Misleading headline?

Hotmail security breach spreads as 20,000 Gmail and Yahoo! passwords are posted online.

As is quite common with the Daily Wag and Cleavage, a bit of a misleading headline.

Yes, thousands of email passwords etc, from not only Hotmail but also Yahoo, Google, AOL, Earthlink and others, have been posted online but the information was not obtained as a result of a security breach, rather through hackers conducting an industry-wide ‘phishing’ campaign. Which is something quite different.

Microsoft in particular, as the owners of Hotmail, were slated by some areas of the press for lack of security, with the usual cries of, ‘oh, what do you expect, it’s Microsoft’.

The passwords and other information were not acquired as a result of a security breach but by people being fooled into providing the information themselves to fraudsters.

You see these phishing attempts on a daily basis. Emails arrive saying ‘please click here to confirm your personal details’, ‘Alert, possible security breach, please click here’ etc etc. Many of the websites you are subsequently directed to do actually look authentic, all part of the fraudsters’ game plan.

There are some simple precautions you can take to avoid being ‘had’ by these fraudsters.

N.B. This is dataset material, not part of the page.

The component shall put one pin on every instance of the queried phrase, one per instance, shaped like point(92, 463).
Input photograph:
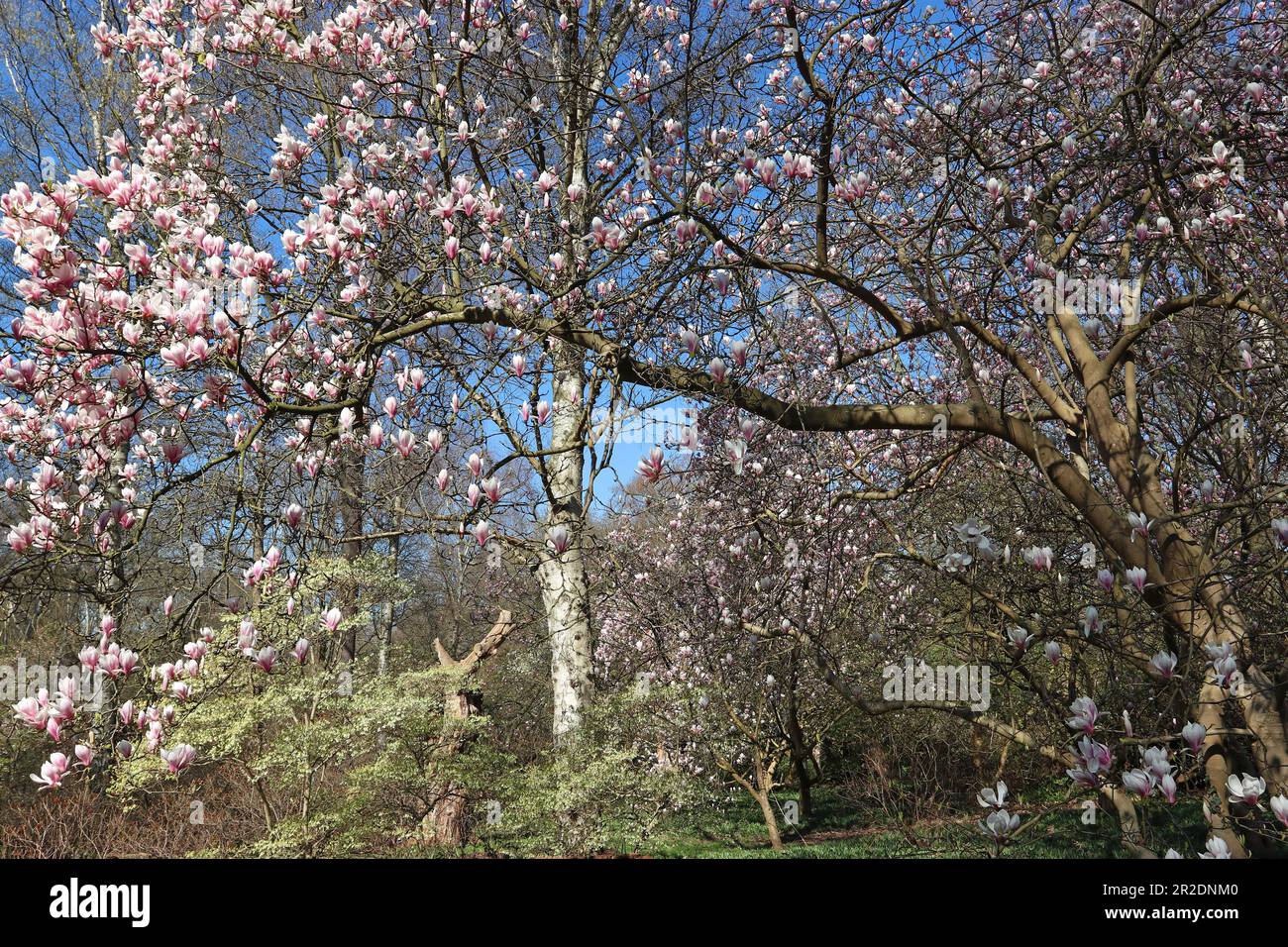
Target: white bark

  • Don’t click on attachments from unknown sources. DELETE THE EMAIL WITHOUT OPENING.
  • Don’t automatically assume that attachments purporting to come from people you know are ‘safe’.
  • Remember that banks, credit card companies and other financial institutions will NEVER ask for personal information via email.
  • Do not click on unknown links in emails. If, for example, you receive an email purporting to come from the Bank of America and it requests you to click on a link (for whatever reason), move the mouse over the link and check the URL (address) it conceals. Instead of bankofamerica.com you might see 2bankofamerica.com or even a completely different address. DELETE THE EMAIL.
  • If you do decide a particular link is trustworthy and safe, copy the link and paste it into another browser window or tab.

And in general:

  • Do not use the same password for all your online activities/websites. Strangely, 40% of people do fall into this category. Crack one, you crack the lot.
  • Make the passwords hard(er) to crack by using all sorts of characters, the more the merrier. Avoid using only letters as these can easily be cracked by throwing a dictionary at it.
  • Don’t use birthdays etc, which again, a lot of people do, as these are also easy to work out and one of the first things hackers try.
  • Change passwords regularly.
  • There is no such thing as a free lunch.
  • Always be on your guard, just as in any other sphere of modern life.